I’m undecided on which way I’ll vote in November, but it will absolutely not be Republican. The stain on the “conservative party” grows as does the oil slick in the Gulf.
Sea dog says
I was just reading the Constitutional amendments on the ballot in the comming presidential election. I just realized that they are an attempt to do an end run around Obama Care by preventing funding. I am a Republican that has not voted for a democrat for president since Jimmy Carter.

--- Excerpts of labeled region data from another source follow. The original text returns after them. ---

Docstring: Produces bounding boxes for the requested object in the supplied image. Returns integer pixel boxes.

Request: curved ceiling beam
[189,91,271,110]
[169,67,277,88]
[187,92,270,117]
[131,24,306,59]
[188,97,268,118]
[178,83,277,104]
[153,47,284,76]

But this is not right and I dont care to be part of the republcian party any longer.
As a person that considers them self a decent careing human being I cant support the Romney/Ryan or the Republican ticket, If you add the estimated 50,000 deaths due to lack of health care to the other vital social services that the Ryan Budget would eliminate or reduce such as nurseing home care, medicade, you could be looking at the death of up to million people over two four year terms.Fascism is capitalism plus murder. What makes it all the more reprehensible by the grotesque self righteousness with which Republicans routinely annoint themselves. Vote no on all of Florida Constitutional amendments.
This is the begining of social darwinism, the first step by the rich to eliminate the poor and ill by letting them die from the lack of care.